I dont mean to burst ur bubble but you Elong will only hit about 8-10 inches in the home aquarium. Witch decnt care yea they can live that long. But if ur one of those ppl who feed feeders and all the crappy stuff then his life span will be less. Talipia, shrimp, cod, silversides, pellets, smelt etc are all good for fish (white meat). Stay away from the red meat it is fatty and not that great for them. 
As far as age I really dont know how to tell how old they are. I figure it varies.. BTW Welcome to the site!!

Here is some pics of my Elong


----------



## Gerrad (Jan 5, 2008)

VinceC_69 said:


> Hey all i just got my new Serrasalmus elongatus, hes about 4 1/2 - 5 inches.
> 
> How old is he at this current size?
> 
> ...


I read somewhere, that in captivity. Elong's only get up to 8 inch's. I have a blk mask elong. He's sweet! I'm going to sell him though. Looking to buy a gold rhom. They grow slow, like rhom's. I've had mine, since last oct. He look's like maybe a half inch bigger, then when i first got him. 
Enjoy him. Is he a black mask?


----------



## db04ph (Jan 27, 2009)

nice elong
tons of pictures in the picture forum


----------



## CLUSTER ONE (Aug 2, 2006)

VinceC_69 said:


> Hey all i just got my new Serrasalmus elongatus, hes about 4 1/2 - 5 inches.
> 
> How old is he at this current size? * probably a year or two*
> 
> ...


----------



## CyberGenetics (Mar 29, 2009)

Hey all, Thanx so much for the info. I thought they would grow very slow







but that's OK that just means his 60g tank will last him longer









I'm not new to piranhas in general, i had RBP's for 1 year and got sick of never seeing them, they were so skittish and would not eat in front of me. I always wanted a elong but couldnt ever find 1 in my area so i switched to cichlids for the past 2 years, I had the most amazing collection of africans about 300$ worth and this weakend i finally found a elong and he came right home with me on the spot!! hahaha







( sold all the cichlids to my freind )

And im not the kind of person that feeds feeders, I usally liked to feed my old RBP uncooked shrimp and different types of uncooked fish. I heard that elongs are harder to get off live foods so hes gonna have to starve for a bit till he learns lol.

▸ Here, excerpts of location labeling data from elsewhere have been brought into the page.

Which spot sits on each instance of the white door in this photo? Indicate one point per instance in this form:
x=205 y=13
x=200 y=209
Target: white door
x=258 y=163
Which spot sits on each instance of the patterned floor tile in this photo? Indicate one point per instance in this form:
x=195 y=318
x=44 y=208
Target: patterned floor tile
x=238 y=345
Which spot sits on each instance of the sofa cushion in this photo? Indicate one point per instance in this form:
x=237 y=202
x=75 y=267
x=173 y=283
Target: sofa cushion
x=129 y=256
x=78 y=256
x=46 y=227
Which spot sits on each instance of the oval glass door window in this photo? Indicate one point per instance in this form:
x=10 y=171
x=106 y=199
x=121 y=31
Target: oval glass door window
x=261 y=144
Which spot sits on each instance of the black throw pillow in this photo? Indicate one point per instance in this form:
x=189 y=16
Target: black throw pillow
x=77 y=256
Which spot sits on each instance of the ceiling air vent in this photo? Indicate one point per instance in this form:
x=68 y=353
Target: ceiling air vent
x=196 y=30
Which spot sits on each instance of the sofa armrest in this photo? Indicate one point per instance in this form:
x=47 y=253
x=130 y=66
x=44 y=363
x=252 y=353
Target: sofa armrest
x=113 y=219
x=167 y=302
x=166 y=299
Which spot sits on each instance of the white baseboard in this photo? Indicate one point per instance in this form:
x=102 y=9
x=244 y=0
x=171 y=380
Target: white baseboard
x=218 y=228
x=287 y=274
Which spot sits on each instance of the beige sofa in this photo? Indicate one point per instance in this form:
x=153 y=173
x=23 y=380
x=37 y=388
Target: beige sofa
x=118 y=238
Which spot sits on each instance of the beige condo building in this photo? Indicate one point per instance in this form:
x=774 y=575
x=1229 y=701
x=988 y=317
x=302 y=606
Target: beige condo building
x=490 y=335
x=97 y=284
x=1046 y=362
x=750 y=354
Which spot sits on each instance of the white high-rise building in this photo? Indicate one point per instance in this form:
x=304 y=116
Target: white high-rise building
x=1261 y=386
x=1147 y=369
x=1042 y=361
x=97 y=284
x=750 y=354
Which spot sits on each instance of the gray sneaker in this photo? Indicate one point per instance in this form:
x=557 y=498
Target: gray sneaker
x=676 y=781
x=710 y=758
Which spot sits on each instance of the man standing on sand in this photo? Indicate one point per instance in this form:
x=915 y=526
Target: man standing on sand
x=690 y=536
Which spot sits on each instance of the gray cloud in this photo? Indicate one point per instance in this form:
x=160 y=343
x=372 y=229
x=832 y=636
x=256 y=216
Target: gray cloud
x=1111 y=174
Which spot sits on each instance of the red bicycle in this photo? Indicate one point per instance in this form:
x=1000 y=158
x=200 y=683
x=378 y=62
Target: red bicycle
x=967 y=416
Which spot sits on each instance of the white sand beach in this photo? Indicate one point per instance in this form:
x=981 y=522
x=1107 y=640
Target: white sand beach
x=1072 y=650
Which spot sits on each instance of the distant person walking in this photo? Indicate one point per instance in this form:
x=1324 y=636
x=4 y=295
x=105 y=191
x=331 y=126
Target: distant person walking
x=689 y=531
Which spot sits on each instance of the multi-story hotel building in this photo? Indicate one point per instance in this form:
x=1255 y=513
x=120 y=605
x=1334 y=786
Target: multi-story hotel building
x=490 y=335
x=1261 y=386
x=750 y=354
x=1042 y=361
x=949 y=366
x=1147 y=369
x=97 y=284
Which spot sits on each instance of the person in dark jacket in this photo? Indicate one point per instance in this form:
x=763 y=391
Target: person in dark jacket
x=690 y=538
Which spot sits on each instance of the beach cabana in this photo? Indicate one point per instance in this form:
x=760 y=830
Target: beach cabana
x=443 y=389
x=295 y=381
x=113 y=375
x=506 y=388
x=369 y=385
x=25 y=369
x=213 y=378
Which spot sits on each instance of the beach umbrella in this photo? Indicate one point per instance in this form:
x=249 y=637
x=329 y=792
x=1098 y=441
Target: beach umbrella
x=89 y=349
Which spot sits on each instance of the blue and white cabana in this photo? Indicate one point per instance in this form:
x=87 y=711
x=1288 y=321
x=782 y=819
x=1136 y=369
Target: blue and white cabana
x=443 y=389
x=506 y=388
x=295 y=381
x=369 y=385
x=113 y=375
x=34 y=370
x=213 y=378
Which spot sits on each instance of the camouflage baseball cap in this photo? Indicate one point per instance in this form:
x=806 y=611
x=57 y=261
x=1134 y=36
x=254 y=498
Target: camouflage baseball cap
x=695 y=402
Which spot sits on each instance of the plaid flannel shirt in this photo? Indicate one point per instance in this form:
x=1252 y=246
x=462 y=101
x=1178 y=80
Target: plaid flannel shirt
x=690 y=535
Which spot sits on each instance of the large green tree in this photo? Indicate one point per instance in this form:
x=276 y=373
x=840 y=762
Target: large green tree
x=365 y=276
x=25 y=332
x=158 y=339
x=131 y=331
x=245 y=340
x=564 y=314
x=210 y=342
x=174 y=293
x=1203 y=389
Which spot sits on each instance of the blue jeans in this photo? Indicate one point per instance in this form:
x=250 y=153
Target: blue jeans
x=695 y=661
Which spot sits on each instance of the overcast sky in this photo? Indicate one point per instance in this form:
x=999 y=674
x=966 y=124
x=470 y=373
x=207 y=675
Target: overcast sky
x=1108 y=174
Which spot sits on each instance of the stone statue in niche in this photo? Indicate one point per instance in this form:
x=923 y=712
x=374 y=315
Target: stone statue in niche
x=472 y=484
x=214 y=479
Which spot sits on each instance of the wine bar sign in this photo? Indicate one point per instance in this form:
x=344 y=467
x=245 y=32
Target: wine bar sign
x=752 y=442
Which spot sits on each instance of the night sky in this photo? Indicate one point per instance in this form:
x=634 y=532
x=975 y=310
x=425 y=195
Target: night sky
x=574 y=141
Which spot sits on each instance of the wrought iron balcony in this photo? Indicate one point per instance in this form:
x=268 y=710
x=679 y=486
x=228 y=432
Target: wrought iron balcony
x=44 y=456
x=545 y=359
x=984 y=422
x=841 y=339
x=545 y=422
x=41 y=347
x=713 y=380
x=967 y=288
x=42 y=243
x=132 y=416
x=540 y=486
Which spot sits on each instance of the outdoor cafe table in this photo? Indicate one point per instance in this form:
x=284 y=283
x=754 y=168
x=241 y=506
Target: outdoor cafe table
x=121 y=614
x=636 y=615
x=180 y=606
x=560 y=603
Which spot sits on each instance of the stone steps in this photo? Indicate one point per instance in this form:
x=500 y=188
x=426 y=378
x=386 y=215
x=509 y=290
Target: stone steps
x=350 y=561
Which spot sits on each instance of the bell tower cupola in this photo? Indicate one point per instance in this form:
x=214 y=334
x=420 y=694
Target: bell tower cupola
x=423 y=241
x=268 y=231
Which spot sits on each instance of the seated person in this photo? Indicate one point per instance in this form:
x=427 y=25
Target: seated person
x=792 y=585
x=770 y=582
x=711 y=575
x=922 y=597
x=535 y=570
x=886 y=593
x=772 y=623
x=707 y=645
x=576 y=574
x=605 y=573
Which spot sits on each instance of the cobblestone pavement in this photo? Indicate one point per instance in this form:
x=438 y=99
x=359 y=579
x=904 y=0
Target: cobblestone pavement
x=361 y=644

And i was not aware that the black mask was different from the "normal elong"? what is the difference so i can tell if mine is or not? I thought it was just another name for them.

And 10-20 years??? that's the best news i ever heard!!!


----------



## db04ph (Jan 27, 2009)

too early to tell if its black mask
usualy ppl dont keep em long tho, they get boored with a single serra, i just got mine about 2 months ago, nothing exciting but i am keeping him for a while. u can check out my videos in the picture forum


----------



## gtc (Nov 5, 2008)

The way i see it, it depends.I was told an elong can obtain 5" in the wild in a year, but if an elong was wild caught at around 3" then it would take a year or two to reach 5". If he was caught at 5", it's possible that he's around a year or a little over.


----------